La voie suivie par Jean-Paul Thenot révèle l’une des consciences les plus lucides de l’art actuel. Ne trouvant pas de galerie pour présenter ses progressions d’objets, Thenot eut l’idée d’envoyer par la poste des constats d’existence adressés aux spécialistes de l’art et à trois cent personnes choisies au hasard. Il appliqua ensuite ce processus à des concours de progressions, d’abord dans le cadre de la biennale de Paris, ensuite dans une galerie belge, avant de lancer un sondage-concours sur la création artistique en France de 1960 à 1972 dont les résultats constituent l’actuelle exposition de la galerie Yvon Lambert, parallèlement à une exposition sonore d’Eliane Radigue1.

Parti d’une analyse esthétique de l’objet, Thenot en est rapidement venu à une critique sociologique du système artistique. Chacun de ses constats possède une signification bien précise dont l’efficacité apparaît au premier regard. Dans son premier constat, Thenot montrait la viabilité de son système plastique par rapport aux définitions alors les plus efficaces : Raynaud ou Journiac, par exemple. Dans les quatrième et cinquième, il faisait entrer quiconque le voulait à l’intérieur même du phénomène créateur, et le fait que ce soit un garçon de café qui se soit classé premier au quatrième constat révèle clairement la véracité de l’option prise par son auteur. Le sixième constat de Jean-Paul Thenot est toutefois le plus critique à l’égard du système artistique. Demandant à chacun, c'est-à-dire à tout le monde, d’établir objectivement une liste des artistes les plus représentatifs de la création en France de 1960 à 1972, thème d’une exposition dont les tares commençaient de se faire jour avec force, Thenot engageait un dialogue avec le public. Il condamnait par avance le principe d’une sélection basée sur des critères de marchandise et mettait l’accent sur la non représentativité fondamentale et du comité de sélection et des tendances artistiques mises en lumière, tout ce qui est actuel, marginal, critique étant soit laissé dans l’ombre, soit écarté avec brutalité.

Il n’y a aucun esprit de dictature artistique dans le travail de Thenot, mais au contraire un appel fervent et raisonné à la liberté du créateur et une mise en évidence de la nécessité critique de l’œuvre d’art.
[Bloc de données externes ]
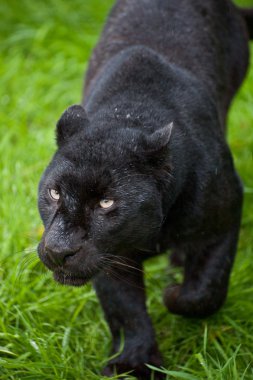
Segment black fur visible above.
[38,0,251,379]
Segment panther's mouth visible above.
[54,270,94,286]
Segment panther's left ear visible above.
[145,122,173,152]
[56,105,89,147]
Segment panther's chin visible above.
[54,270,93,286]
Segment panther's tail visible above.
[240,8,253,40]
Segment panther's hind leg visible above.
[164,225,239,317]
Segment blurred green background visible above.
[0,0,253,380]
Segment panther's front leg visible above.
[94,264,163,380]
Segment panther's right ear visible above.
[56,105,89,147]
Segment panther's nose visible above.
[45,242,81,265]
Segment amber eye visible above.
[99,199,114,209]
[48,189,60,201]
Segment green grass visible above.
[0,0,253,380]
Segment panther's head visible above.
[38,106,171,285]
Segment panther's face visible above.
[38,106,172,286]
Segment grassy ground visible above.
[0,0,253,380]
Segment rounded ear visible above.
[145,122,173,152]
[56,104,89,147]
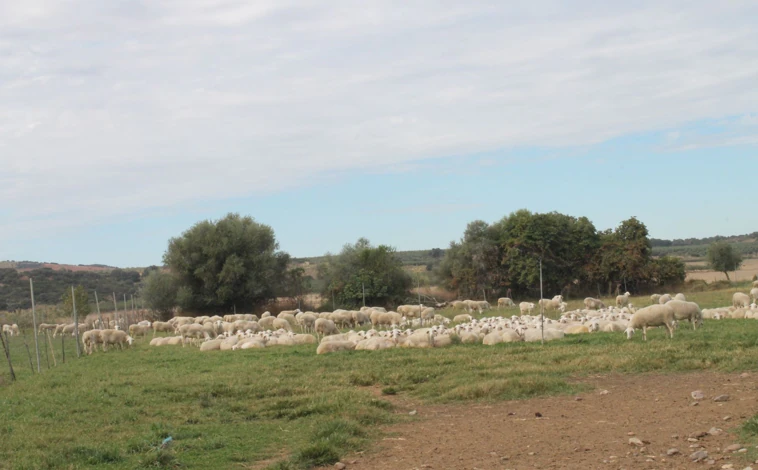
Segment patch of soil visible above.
[342,372,758,470]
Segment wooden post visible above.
[71,286,82,357]
[0,333,16,381]
[29,278,41,374]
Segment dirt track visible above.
[342,373,758,470]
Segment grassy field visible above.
[0,291,758,469]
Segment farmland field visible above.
[0,289,758,469]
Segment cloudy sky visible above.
[0,0,758,266]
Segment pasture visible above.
[0,289,758,469]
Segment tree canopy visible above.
[319,238,411,308]
[163,214,290,311]
[708,242,742,280]
[438,210,685,298]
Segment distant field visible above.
[0,289,758,470]
[687,258,758,282]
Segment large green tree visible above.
[163,214,290,311]
[319,238,411,308]
[708,242,742,280]
[142,270,179,321]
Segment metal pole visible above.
[95,291,105,330]
[71,286,82,357]
[540,258,545,345]
[29,278,41,374]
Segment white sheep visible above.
[616,292,632,308]
[316,341,355,354]
[497,297,516,310]
[626,304,675,341]
[666,299,703,330]
[732,292,750,307]
[584,297,605,310]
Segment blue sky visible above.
[0,0,758,266]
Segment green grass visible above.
[0,292,758,470]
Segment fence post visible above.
[0,333,16,382]
[29,278,41,374]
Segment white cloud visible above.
[0,0,758,227]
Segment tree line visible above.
[438,210,685,298]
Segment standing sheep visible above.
[616,292,632,307]
[497,297,516,310]
[732,292,750,307]
[626,304,675,341]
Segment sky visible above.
[0,0,758,267]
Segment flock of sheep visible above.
[8,281,758,354]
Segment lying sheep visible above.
[584,297,605,310]
[626,304,675,341]
[616,292,632,308]
[316,340,355,354]
[497,297,516,310]
[732,292,750,307]
[666,300,703,330]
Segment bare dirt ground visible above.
[342,373,758,470]
[687,258,758,282]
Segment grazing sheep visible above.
[584,297,605,310]
[666,299,703,330]
[129,324,150,338]
[564,325,590,335]
[315,318,339,336]
[626,304,675,341]
[453,313,472,323]
[153,321,176,336]
[616,292,632,308]
[518,302,534,315]
[200,339,224,351]
[497,297,516,310]
[732,292,750,307]
[82,330,102,355]
[316,340,355,354]
[100,329,134,351]
[273,317,294,331]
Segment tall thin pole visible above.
[113,292,118,326]
[540,258,545,345]
[95,291,105,330]
[71,286,82,357]
[29,278,41,374]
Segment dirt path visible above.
[342,373,758,470]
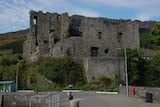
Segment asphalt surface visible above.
[69,92,160,107]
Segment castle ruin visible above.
[23,11,140,81]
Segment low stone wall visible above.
[119,86,160,102]
[0,93,63,107]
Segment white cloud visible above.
[81,0,160,20]
[0,0,99,33]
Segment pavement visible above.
[66,92,160,107]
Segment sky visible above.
[0,0,160,33]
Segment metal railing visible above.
[29,93,59,107]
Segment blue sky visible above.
[0,0,160,33]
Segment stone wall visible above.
[1,93,63,107]
[83,57,125,82]
[119,86,160,102]
[23,11,139,81]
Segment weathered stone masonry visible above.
[24,11,139,81]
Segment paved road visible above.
[70,93,160,107]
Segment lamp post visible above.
[124,48,128,96]
[16,60,20,91]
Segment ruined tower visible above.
[23,11,139,81]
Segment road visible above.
[69,92,160,107]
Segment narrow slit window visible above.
[91,47,98,57]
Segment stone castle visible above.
[23,11,140,81]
Si le sixième constat de Jean-Paul Thenot ne provoque guère de surprises au niveau des noms les plus cités ( Klein : 37%, Arman : 34%, Ben, Tinguely : 31%, Saint Phalle : 25%, Buren, César, Le Gac, Raynaud, Raysse, Stampfli : 22%, etc ), il permet en revanche la divulgation de noms peu connus, voire complètement inconnus.

 

Il ne faudrait pas voir que son aspect apparent dans le sixième constat de Thenot. Au-delà d’une réponse ouverte à une situation close et souvent absurde, Thenot a proposé ici une nouvelle forme d’analyse du système artistique et de révélation de ses étroitesses, limites, déterminismes et contradictions. Il a contraint chacun à s’interroger une nouvelle fois sur la signification de l’œuvre et sa place dans le système économique. Yvon Lambert ne s’y est pas trompé, qui a présenté au cours des dernières années bon nombre des œuvres les plus efficaces par rapport à cette question majeure de l’art actuel.

 

 

Publié dans Combat, n° 8665, Paris, 29 Mai 1972.

 

1 Galerie Yvon Lambert, 15 rue de l’Echaudé, Paris.